Jueves, 19 de octubre de 2017

'Tesoro escondido'. San Martín, una iglesia abrazada por la ciudad.

     La iglesia de San Martín de Tours, en Salamanca, conocida en su día como San Martín del Mercado o San Martín de la Plaza es un tesoro escondido en muchos sentidos. Su misma existencia, milagrosa, es en sí una parábola del Evangelio, porque tiene una riqueza espiritual, artística, histórica y cultural, que es milagro haya podido llegar hasta nosotros, con tantas iglesias que han desaparecido en nuestra ciudad. No hay más que darse un garbeo por el interior del recinto amurallado que fue y contar las plazas y placitas, en cuyo subsuelo están los fundamentos de templos desaparecidos por su mismo número excesivo, por la pobreza inmisericorde que asoló la ciudad en siglos pasados aunque recientes, por el recalentamiento ideológico que postulaba la necesaria separación entre la Iglesia y el Estado, pero que, en el camino, arrampló con buena parte del patrimonio mobiliario e inmobiliario, y, para colmo de males, por la mala fortuna de la explosión del polvorín de San Vicente, cosa acostumbrada en tiempo de guerra.

     Es una parábola del Evangelio porque está abrazada por la ciudad, físicamente rodeada de intereses económicos y políticos por todas partes, menos por el cielo y quiere decir que, contra viento y marea, contra pobreza y sobreabundancia, ha logrado sobrevivir porque ha sembrado Fe y Evangelio desde su fundación por el conde Martín Fernández, líder de Los Toreses, en 1103hasta nuestros días. Cosas del Evangelio de Jesucristo, que no se identifica con ninguna cultura –no en vano nació perseguido y así permaneció durante los siglos fundantes-, pero se encarna en todas y las transforma y, en el camino, “se deja pelos en la gatera”, unas veces por exceso de imitación de la cultura dominante y otras por empeño cegato de confrontación con ella. La relación entre la Fe y la Cultura a veces parece una tragedia en muchos actos. Dentro y fuera de los muros de San Martín se puede asistir a varios; basta con contemplar los adornos, la ocultación que se ha hecho de algunos de ellos, los vacíos existentes, las exageraciones arriesgadas y no siempre afortunadas, el atrevimiento de mezclar estilos artísticos no pocas veces contrapuestos.

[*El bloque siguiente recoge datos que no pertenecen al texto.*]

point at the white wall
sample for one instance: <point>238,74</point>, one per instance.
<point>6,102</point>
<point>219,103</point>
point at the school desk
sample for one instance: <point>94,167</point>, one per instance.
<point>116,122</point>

     Los amantes del “Arte puro”, si es que ello existe, tal vez hubieran preferido que San Martín fuera una iglesita coquetamente románica, equilibrada, serena y aislada en medio de la Gran Plaza de la Europa cristiana, como lo fue antaño la nuestra. Pero no es así. Por suerte, el Arte Moderno y actual viene en nuestro auxilio para hacernos caer en la cuenta de que la Suprema Belleza es compatible con el Sufrimiento más injusto y que su contemplación no nos lleva al mero disfrute pasivo, sino a comprometernos en seguir insuflando Vida y Fe, que el contraste aparatoso pide que nos definamos y tomemos posición en favor de los valores evangélicos que nuestros antepasados quisieron plasmar. La lucha de la Fe por hacerse Arte encarnándose y transformando las Culturas es una historia apasionante, muchas de cuyas etapas siguen vivas en el templo de San Martín, esperando que las juzguemos, a la par que ellas nos juzgan y nos azuzan: ¿seremos capaces en el siglo XXI de seguir haciendo Arte a partir de nuestra Fe? ¿Y cómo nos juzgarán a nosotros en el futuro?

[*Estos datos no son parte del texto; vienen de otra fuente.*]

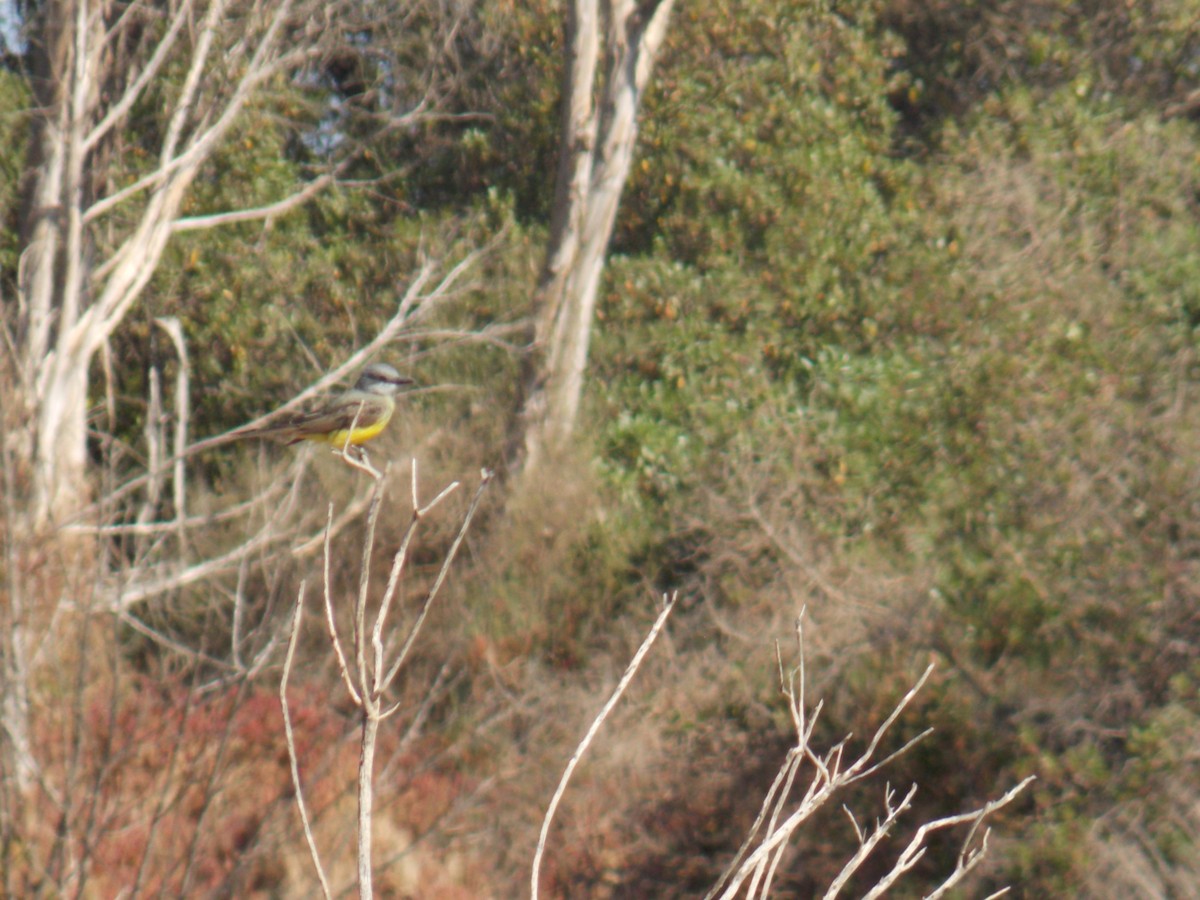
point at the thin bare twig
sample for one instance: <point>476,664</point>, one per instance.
<point>292,743</point>
<point>630,671</point>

     El próximo domingo, día 25, a las 6 de la tarde, y el lunes día 26 a las 20,30, con temor y temblor y con ilusión y trabajo acumulado durante muchos meses –nueve es un buen número para un buen parto-, el grupo de “Fe y Arte” expondrá mediante un video y con la presencia de todos sus componentes, el trabajo llevado a cabo durante todo el curso intentando hacernos cargo de esta preciosa herencia, que es, a la par, un impulso para continuar conservando, cuidando y haciendo arte mientras vivimos la fe cristiana, también heredada y aceptada personalmente, con todas nuestras capacidades a su servicio.

     La construcción de San Martín y su mantenimiento durante más de ocho siglos no ha sido cosa solo de clérigos; los feligreses, los adinerados y las autoridades de todas las épocas se fueron implicando en ello. Esperemos que esta sinergia entre Obispado, Unidad Pastoral, parroquia (sacerdotes y fieles, todos a una), personas agraciadas por la diosa Fortuna –mecenas particulares y empresas corporativas-, Fundaciones con vocación de cuidar y potenciar el Patrimonio y autoridades políticas municipales, autonómicas y nacionales siga produciéndose por el bien de este templo torturadamente maravilloso, tesoro todavía escondido, aunque esté abrazado por la ciudad.

Antonio Matilla, co-párroco de San Martín.